Sunday, August 16, 2009

Dr. Alex Lickerman: A Prescription for the Health Care Crisis

Dr. Alex Lickerman, practicing physician and blogger extraordinaire, has just written A Prescription for the Health Care Crisis. I enthusiastically recommend it for anyone with an interest in health care reform. In particular, I think it should be required reading for all of our U.S. Senators and Representatives.

Here's how it begins:
With all the shouting going on about America’s health care crisis, many are probably finding it difficult to concentrate, much less understand the cause of the problems confronting us. I find myself dismayed at the tone of the discussion (though I understand it—people are scared) as well as bemused that anyone would presume themselves sufficiently qualified to know how to best improve our health care system simply because they’ve encountered it, when people who’ve spent entire careers studying it (and I don’t mean politicians) aren’t sure what to do themselves.
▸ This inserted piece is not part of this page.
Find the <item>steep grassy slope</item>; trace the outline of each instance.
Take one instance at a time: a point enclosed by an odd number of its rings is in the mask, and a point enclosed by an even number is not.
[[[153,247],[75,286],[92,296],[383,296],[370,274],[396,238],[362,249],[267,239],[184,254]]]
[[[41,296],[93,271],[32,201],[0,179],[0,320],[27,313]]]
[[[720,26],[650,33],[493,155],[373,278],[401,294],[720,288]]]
Albert Einstein is reputed to have said that if he had an hour to save the world he’d spend 55 minutes defining the problem and only 5 minutes solving it. Our health care system is far more complex than most who are offering solutions admit or recognize, and unless we focus most of our efforts on defining its problems and thoroughly understanding their causes, any changes we make are just likely to make them worse as they are better.
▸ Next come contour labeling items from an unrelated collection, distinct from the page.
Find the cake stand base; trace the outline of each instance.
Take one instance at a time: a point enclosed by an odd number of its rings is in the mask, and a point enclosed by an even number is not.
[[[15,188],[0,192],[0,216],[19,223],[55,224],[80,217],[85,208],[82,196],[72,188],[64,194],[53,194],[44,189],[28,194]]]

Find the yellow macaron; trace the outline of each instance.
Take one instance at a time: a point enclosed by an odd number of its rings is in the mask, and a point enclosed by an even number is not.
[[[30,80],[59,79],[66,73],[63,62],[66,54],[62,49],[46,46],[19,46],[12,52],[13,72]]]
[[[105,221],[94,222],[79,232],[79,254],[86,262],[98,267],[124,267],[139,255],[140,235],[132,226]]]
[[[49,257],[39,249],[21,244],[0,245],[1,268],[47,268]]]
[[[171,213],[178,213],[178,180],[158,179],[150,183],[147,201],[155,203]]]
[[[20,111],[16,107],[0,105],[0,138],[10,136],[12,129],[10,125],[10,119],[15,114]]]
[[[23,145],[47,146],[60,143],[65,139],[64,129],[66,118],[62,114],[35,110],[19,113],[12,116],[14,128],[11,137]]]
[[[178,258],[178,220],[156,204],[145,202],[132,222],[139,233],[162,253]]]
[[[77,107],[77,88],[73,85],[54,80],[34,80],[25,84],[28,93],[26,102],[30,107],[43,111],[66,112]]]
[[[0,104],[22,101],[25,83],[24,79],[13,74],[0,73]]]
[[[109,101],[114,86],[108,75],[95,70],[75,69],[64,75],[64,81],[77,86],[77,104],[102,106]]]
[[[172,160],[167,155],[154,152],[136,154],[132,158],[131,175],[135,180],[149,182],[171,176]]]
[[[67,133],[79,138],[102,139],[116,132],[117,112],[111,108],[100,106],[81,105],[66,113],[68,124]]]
Though I’ve worked in the American health care system as a physician since 1992 and have seven year’s worth of experience as an administrative director of primary care, I don’t consider myself qualified to thoroughly evaluate the viability of most of the suggestions I’ve heard for improving our health care system. I do think, however, I can at least contribute to the discussion by describing some of its troubles, taking reasonable guesses at their causes, and outlining some general principles that should be applied in attempting to solve them.
By all means, go read the whole thing.

For what it's worth, I did, then left Alex this comment:
Alex, this is an excellent, thoughtful, apolitical discussion that ought to be required reading for all of our U.S. Senators and Representatives. Perhaps a few of them would get the message that the subject of health care is far more complicated and interdependent that they realize. Therefore, they need to tread very, very carefully – because any well-meaning “reforms” they enact are far more likely to result in adverse unintended consequences than in real improvements.
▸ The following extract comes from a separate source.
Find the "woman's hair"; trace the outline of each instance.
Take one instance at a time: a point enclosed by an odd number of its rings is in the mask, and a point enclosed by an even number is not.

Indeed, Congress’ past track record is replete with examples of laws passed with the best of intentions, but that nevertheless ended up causing far more, and in many cases, far more serious, problems than they solved. As just one recent example, consider the case of the Consumer Product Safety Improvement Act (CPSIA). One year ago, it was enacted with the universally approved aim of stopping the importation of dangerous lead-laced toys from China. Only later did we learn that among its myriad other unintended side effects, the law also bans the distribution of children’s books printed before 1985.

CPSIA was intentionally written in such a manner as to give the Consumer Product Safety Commission no discretion in determining whether or not the law applies to a given situation. At the same time, its specific requirements are so nebulous that in reality, the specific requirements of the law are, basically, whatever the Commission says they are. The perverse end result is to make it impractical or impossible for thousands of small, specialized companies with limited resources to remain in the business of furnishing low-volume items intended for children, while rewarding the very same huge, big-box store chains that caused the problem in the first place by importing cheap junk from China – since they are the only ones with sufficiently deep pockets to comply with the new law.

Oddly enough, the exact same House committee chairman, Rep. Henry Waxman (D-CA), who is primarily responsible for the disastrous, gotcha-filled CPSIA is also the prime mover behind the House health care reform bill, as well as the even more disastrous cap-and-trade measure already approved by the House, but thankfully not yet passed by the Senate.

In view of their abysmal record, why should we have any confidence that Rep. Waxman and his myrmidons will do a better job with the infinitely more complex task of health care reform than they did with the CPSIA and the cap-and-trade bill? On the contrary, it seems to me that we would be well-advised to keep these arrogant know-it-alls as far away from our health care as possible.